“What do you intend to do?” inquired Henry Stuart, who stood on the deck watching the sun as it sank into the ocean behind a mass of golden clouds, in which, however, there were some symptoms of stormy weather.
“I mean to wait till it is dark,” said Gascoyne, “and then run down and take possession of the schooner.”
Henry looked at the pirate captain in surprise, and not without distrust. Ole Thorwald, who was smoking his big German pipe with great energy, looked at him with undisguised uneasiness.
“You speak as if you had no doubt whatever of succeeding in this enterprise, Mr. Gascoyne,” said the latter.
“I have no doubt,” replied Gascoyne.
“I do believe you’re right,” returned Thorwald, smoking furiously as he became more agitated “I make no question but your villains will receive you with open arms. What guarantee have we, Mister Gascoyne, or Mister Durward, that we shall not be seized and made to walk the plank, or perform some similarly fantastic feat—in which, mayhap, our feet will have less to do with the performance than our necks—when you get into power?”

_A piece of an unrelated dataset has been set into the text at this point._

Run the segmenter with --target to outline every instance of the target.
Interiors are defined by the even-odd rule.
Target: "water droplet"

“You have no guarantee whatever,” returned Gascoyne, “except the word of a pirate!”
“You say truth,” cried Ole, springing up and pacing the deck with unwonted energy, while a troubled and somewhat fierce expression settled on his usually good-humored countenance. “You say truth, and I think we have been ill-advised when we took this step; for my part, I regard myself as little better than a maniac for putting myself obstinately, not to say deliberately, into the very jaws of a lion,—perhaps I should say a tiger. But, mark my words, Gascoyne, alias Durward” (here he stopped suddenly before the pirate, who was leaning in a careless attitude against the mast, and looked him full in the face), “if you play us false, as I have no hesitation in saying I believe that you fully intend to do, your life will not be worth a pewter shilling.”
“I am yet in your power, Mr. Thorwald,” said Gascoyne; “if your friends agree to it, I cannot prevent your putting about and returning to Sandy Cove. But in that case the missionary’s child will be lost!”

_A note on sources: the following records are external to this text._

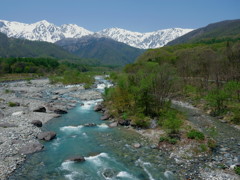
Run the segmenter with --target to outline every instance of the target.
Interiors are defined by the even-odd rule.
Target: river
[[[110,85],[102,77],[96,81],[99,91]],[[164,152],[151,148],[138,133],[124,127],[109,128],[108,122],[100,120],[101,113],[93,110],[99,101],[102,99],[81,101],[67,114],[46,123],[42,130],[55,131],[57,138],[42,142],[44,150],[29,156],[9,180],[177,179]],[[86,123],[97,126],[85,127]],[[137,142],[141,148],[133,147]],[[86,161],[67,161],[74,156],[84,156]]]

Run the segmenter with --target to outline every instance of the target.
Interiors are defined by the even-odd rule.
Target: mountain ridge
[[[171,28],[139,33],[121,28],[108,28],[102,31],[92,32],[76,24],[57,26],[46,20],[32,24],[0,20],[0,32],[6,34],[8,37],[54,43],[64,38],[81,38],[83,36],[98,34],[99,36],[112,38],[118,42],[123,42],[140,49],[162,47],[169,41],[190,31],[192,31],[192,29]]]

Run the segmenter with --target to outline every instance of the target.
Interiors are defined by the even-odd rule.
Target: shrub
[[[240,166],[236,166],[234,168],[234,171],[235,171],[236,174],[240,175]]]
[[[167,109],[162,113],[163,127],[167,130],[169,134],[179,133],[180,127],[182,125],[182,120],[179,112],[174,109]]]
[[[189,139],[196,139],[196,140],[204,140],[204,134],[202,132],[199,132],[197,130],[191,130],[187,133],[187,137]]]
[[[167,142],[169,144],[176,144],[177,141],[178,140],[176,138],[171,138],[171,137],[167,137],[167,136],[162,136],[159,139],[159,142]]]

“I do not believe that my child’s safety is so entirely dependent on you,” said Mr. Mason, who had listened in silence to the foregoing dialogue; “she is in the hands of that God on whom you have turned your back, and with whom all things are possible. But I feel disposed to trust you, Gascoyne; and I feel thus because of what was said of you by Mrs. Stuart, in whose good sense I place implicit confidence. I would advise Mr. Thorwald to wait patiently until he sees more cause than he does at present for distrust.”

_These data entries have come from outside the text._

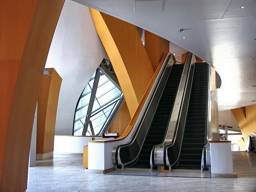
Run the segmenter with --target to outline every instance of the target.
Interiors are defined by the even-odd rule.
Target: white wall
[[[231,110],[219,111],[219,124],[232,127],[239,127]]]
[[[83,153],[84,146],[88,145],[88,142],[95,140],[110,140],[112,138],[84,136],[55,135],[54,137],[54,153]],[[100,153],[99,152],[97,153]],[[103,153],[104,155],[104,152]]]
[[[55,134],[72,134],[77,100],[104,58],[108,58],[88,8],[66,0],[46,65],[62,78]]]

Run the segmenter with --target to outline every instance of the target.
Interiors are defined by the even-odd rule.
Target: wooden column
[[[39,87],[64,1],[0,2],[1,192],[26,189]]]
[[[93,9],[90,11],[132,117],[154,74],[150,61],[135,26]]]
[[[37,103],[37,158],[53,156],[57,108],[62,79],[53,68],[49,76],[43,76]]]
[[[247,135],[256,132],[256,104],[231,109],[236,120],[244,141]]]
[[[145,49],[155,72],[166,52],[169,51],[170,41],[145,30]]]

Gascoyne had turned round, and, during the greater part of this speech, had gazed intently towards the horizon.
“We shall have rough weather to-night,” said he; “but our work will be done before it comes, I hope. Up with the helm now, Henry, and slack off the sheets; it is dark enough to allow us to creep in without being observed. Manton will of course be in the only harbor in the island; we must therefore go round to the other side, and take the risk of running on the reefs.”